Johnson also presented the testimony of Delores Dungee-
Anderson, a licensed clinical social worker who qualified as an
expert in the diagnosis of Dissociative Identity Disorder (DID),
formerly known as "multiple personality disorder," and
"borderline personality disorder." After interviewing Johnson
on three occasions before the resentencing hearing and examining
his psychological reports, Dungee-Anderson concluded that
Johnson suffered from DID and a possible borderline personality
disorder.
Dungee-Anderson testified that DID often occurs as the
result of a childhood trauma, such as severe emotional,
physical, or sexual abuse. According to Dungee-Anderson,
children exposed to such trauma often create "fragmented parts"
within their minds as a survival tactic to allow them to escape
mentally from any harm that they may be experiencing. These
"fragmented parts" or "alters" are separate and distinct
personalities that exist within the mind of an individual
15
afflicted with DID. Different "alters" are "triggered" and
emerge when the individual feels threatened or encounters
certain other external stimuli. When an "alter" "takes control
of the person," the other "alters" are often unaware of what is
happening to the individual.
Dungee-Anderson concluded that Johnson had two separate
"alters" that were distinct from Johnson's own personality. She
testified that Johnson had an "alter" named "Shy," and that
Johnson was consciously aware of that "alter," a phenomenon that
she termed "co-consciousness."
According to Dungee-Anderson, Johnson described "Shy" as
being different, stating that "I am very shy. . . . Sometimes I
can't find the right words to talk to people. I don't know what
to say," whereas "Shy is very confident; he can talk to the
ladies. He is very different from me. He knows what to say."
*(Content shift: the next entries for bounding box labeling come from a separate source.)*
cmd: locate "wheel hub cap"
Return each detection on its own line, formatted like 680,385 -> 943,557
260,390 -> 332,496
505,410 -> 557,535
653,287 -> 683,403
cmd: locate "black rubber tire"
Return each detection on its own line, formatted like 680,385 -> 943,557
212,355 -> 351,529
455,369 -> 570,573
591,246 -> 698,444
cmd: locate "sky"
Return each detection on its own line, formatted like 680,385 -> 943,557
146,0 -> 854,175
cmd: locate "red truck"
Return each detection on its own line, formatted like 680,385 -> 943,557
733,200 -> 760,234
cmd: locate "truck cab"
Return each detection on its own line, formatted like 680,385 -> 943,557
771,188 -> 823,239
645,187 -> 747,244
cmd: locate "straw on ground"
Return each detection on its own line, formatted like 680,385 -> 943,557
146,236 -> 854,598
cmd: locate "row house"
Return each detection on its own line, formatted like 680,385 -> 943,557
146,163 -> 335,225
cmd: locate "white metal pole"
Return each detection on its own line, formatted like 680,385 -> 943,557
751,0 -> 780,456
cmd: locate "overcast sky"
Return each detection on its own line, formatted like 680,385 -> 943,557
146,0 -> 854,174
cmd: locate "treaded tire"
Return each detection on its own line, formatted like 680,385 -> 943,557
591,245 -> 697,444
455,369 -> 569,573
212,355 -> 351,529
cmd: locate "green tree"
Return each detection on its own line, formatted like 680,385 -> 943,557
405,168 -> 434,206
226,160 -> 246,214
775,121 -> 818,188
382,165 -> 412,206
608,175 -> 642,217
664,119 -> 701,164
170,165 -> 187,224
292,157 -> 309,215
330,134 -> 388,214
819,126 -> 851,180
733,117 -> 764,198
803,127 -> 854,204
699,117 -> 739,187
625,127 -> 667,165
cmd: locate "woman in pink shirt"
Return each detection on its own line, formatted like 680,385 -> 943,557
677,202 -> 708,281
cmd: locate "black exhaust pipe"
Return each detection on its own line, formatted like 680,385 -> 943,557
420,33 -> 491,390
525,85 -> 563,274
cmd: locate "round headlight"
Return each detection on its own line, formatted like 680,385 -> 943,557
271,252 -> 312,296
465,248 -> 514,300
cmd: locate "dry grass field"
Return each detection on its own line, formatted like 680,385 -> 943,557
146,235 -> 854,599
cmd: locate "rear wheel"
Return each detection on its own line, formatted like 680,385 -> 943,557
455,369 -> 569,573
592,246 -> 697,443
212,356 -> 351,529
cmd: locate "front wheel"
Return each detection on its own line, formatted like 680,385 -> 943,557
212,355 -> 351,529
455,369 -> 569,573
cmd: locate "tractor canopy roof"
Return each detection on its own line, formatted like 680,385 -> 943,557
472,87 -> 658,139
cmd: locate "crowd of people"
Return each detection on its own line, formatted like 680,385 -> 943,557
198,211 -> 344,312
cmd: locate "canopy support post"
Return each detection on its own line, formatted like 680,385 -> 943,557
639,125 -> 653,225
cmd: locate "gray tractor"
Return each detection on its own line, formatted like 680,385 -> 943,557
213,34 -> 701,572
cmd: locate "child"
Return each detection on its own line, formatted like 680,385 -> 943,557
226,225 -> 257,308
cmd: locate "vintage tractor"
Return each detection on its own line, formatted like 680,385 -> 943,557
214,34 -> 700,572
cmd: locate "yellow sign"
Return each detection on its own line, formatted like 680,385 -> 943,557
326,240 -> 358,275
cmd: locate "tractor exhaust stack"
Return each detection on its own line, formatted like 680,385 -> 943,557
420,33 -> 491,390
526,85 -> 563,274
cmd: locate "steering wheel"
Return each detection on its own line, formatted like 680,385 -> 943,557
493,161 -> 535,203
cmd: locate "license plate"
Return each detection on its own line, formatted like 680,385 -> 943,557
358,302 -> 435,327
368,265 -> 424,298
When Dungee-Anderson suggested to Johnson that "Shy" was an
alternative personality, Johnson claimed that he was "not crazy"
and that "Shy is me; he is not different from me; he is me."
Dungee-Anderson stated that during one of her interviews
with Johnson, a different "alter" emerged that was characterized
by "rage." Dungee-Anderson "called out" to this "alter" while
she was leading Johnson through a relaxation technique. She
stated that when the "rage alter" emerged, there was a "surge of
16
energy" and the "rage alter" proclaimed that Johnson's mother,
who had died in 1992, was in the room.
The "rage alter" stated that he was "mad" at his mother
because she lied to him when she told him that "she wouldn't go
anywhere" and then left him "in this world by [himself]." The
"rage alter" mentioned Johnson's stepfather and then repeatedly
stated, "nothing but abuse." The "rage alter" stated that he
had "nothing but hate and contempt" for Johnson's stepfather
because he had abused Johnson's mother.
When Dungee-Anderson asked the "rage alter" what he did
when he experienced such strong feelings, the "rage alter"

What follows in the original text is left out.